The illness is caused by prions, which are misshapen proteins in the brain. Prions are also responsible for Mad Cow Disease and Creutzfeldt-Jakob Disease, which are also fatal illnesses. The prions in FFI build up in the thalamus and destroy the nerve cells there, which causes the worsening progression of the disease. Sadly, people with FFI typically don’t show any symptoms until they have passed child-bearing age, so in many cases they have already passed the disease on to their children before they know they have it. Children of people with FFI have a 50% chance of developing the disease themselves.
FFI was not even identified until the late 20th century, though the disease has been traced to its Patient Zero, a Venetian man who lived in the 1700s. He died after suffering from insomnia and other symptoms for over a year. Then, many of his descendants died the same way. For nearly two centuries, people with FFI were diagnosed as having illnesses like encephalitis because the true cause had not been identified.
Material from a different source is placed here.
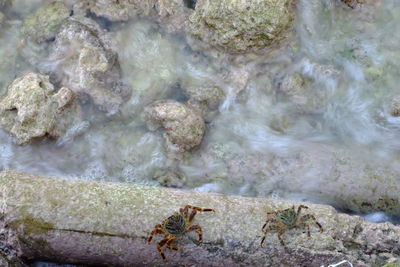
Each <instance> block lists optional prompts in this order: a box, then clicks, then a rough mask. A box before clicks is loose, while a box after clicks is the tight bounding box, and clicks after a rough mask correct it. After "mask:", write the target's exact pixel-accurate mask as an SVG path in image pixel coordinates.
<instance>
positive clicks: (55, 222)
mask: <svg viewBox="0 0 400 267" xmlns="http://www.w3.org/2000/svg"><path fill="white" fill-rule="evenodd" d="M0 197H1V199H0V200H1V206H0V207H1V211H2V216H1V224H2V227H3V228H4V229H5V231H6V232H7V234H5V235H4V236H3V237H2V239H3V240H2V241H1V242H2V243H3V244H4V245H6V246H8V247H9V248H12V249H13V250H14V251H16V252H17V254H18V255H19V256H20V257H22V258H23V259H27V260H33V259H35V260H38V259H40V260H48V261H53V262H62V263H75V264H87V265H96V266H105V265H114V266H154V265H158V264H161V263H163V262H162V259H161V256H160V254H159V252H158V251H157V248H156V243H157V242H159V241H160V240H161V238H162V235H159V236H156V237H155V238H154V241H155V242H153V243H152V244H151V245H148V244H147V243H146V240H147V237H148V234H149V232H150V231H151V230H152V229H153V228H154V225H155V224H157V223H161V222H162V221H163V220H164V219H166V218H167V217H168V216H170V215H172V214H173V213H174V212H176V211H178V210H179V208H181V207H183V206H185V205H187V204H190V205H194V206H198V207H203V208H213V209H215V210H216V212H215V213H213V212H203V213H198V214H197V215H196V217H195V219H194V224H199V225H200V226H201V227H202V229H203V240H204V242H203V243H202V244H197V243H196V240H197V235H196V233H195V232H191V233H186V234H185V235H183V236H180V237H178V239H177V240H176V242H175V243H174V245H175V246H177V247H179V248H181V250H180V251H172V250H168V249H165V254H166V257H167V259H168V260H169V261H168V263H167V264H169V265H171V266H172V265H197V266H221V265H228V266H245V265H246V266H247V265H251V266H318V267H319V266H322V265H324V266H328V265H329V264H333V263H337V262H340V261H342V260H348V261H350V262H351V263H352V264H353V265H354V266H371V264H378V265H377V266H382V265H383V264H384V263H386V262H389V261H396V260H397V259H398V258H399V257H400V244H399V237H400V227H398V226H394V225H392V224H390V223H381V224H374V223H369V222H366V221H365V220H363V219H362V218H361V217H358V216H348V215H344V214H338V213H336V211H335V210H334V209H333V208H332V207H329V206H323V205H313V204H305V205H307V206H308V207H309V209H308V210H305V211H304V214H313V215H314V216H315V217H316V219H317V221H318V222H319V223H320V224H321V225H322V227H323V228H324V232H323V233H319V232H318V231H317V230H318V228H317V227H314V226H313V225H312V224H310V227H311V237H310V238H307V234H306V233H304V232H305V231H304V230H305V229H297V228H295V229H291V230H288V231H286V232H285V233H284V234H283V239H284V242H285V243H286V245H287V247H288V248H287V250H285V249H284V248H283V247H282V246H281V244H280V242H279V239H278V238H277V235H276V234H275V233H270V234H269V235H267V237H266V241H265V246H264V247H263V248H261V247H260V245H259V244H260V241H261V238H262V236H263V233H262V231H261V228H262V226H263V224H264V222H265V220H266V218H267V215H266V214H267V212H272V211H277V210H282V209H285V208H288V207H291V206H292V205H296V206H297V205H299V204H300V203H294V202H288V201H276V200H267V199H258V198H244V197H239V196H226V195H219V194H208V193H200V192H193V191H184V190H175V189H167V188H159V187H146V186H141V185H130V184H117V183H102V182H83V181H78V180H71V179H69V180H65V179H59V178H50V177H42V176H38V175H31V174H25V173H20V172H15V171H9V170H7V171H3V172H1V173H0ZM302 204H304V203H302Z"/></svg>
Unfortunately, there is no cure for this devastating disease. As of now, anyone who develops FFI will die from it, though researchers are working on a way to treat it. But just because you can’t sleep doesn’t mean you FFI, even if your insomnia is severe. Though there is a sporadic form of the disease that develops in those who have not inherited it, there have been fewer than 10 such cases diagnosed. There also aren’t many cases of the inherited form, either. Basically, if you don’t have a family member who has died from the illness, then you really shouldn’t worry. You have a better chance of winning the lottery than you do of inheriting Fatal Familial Insomnia.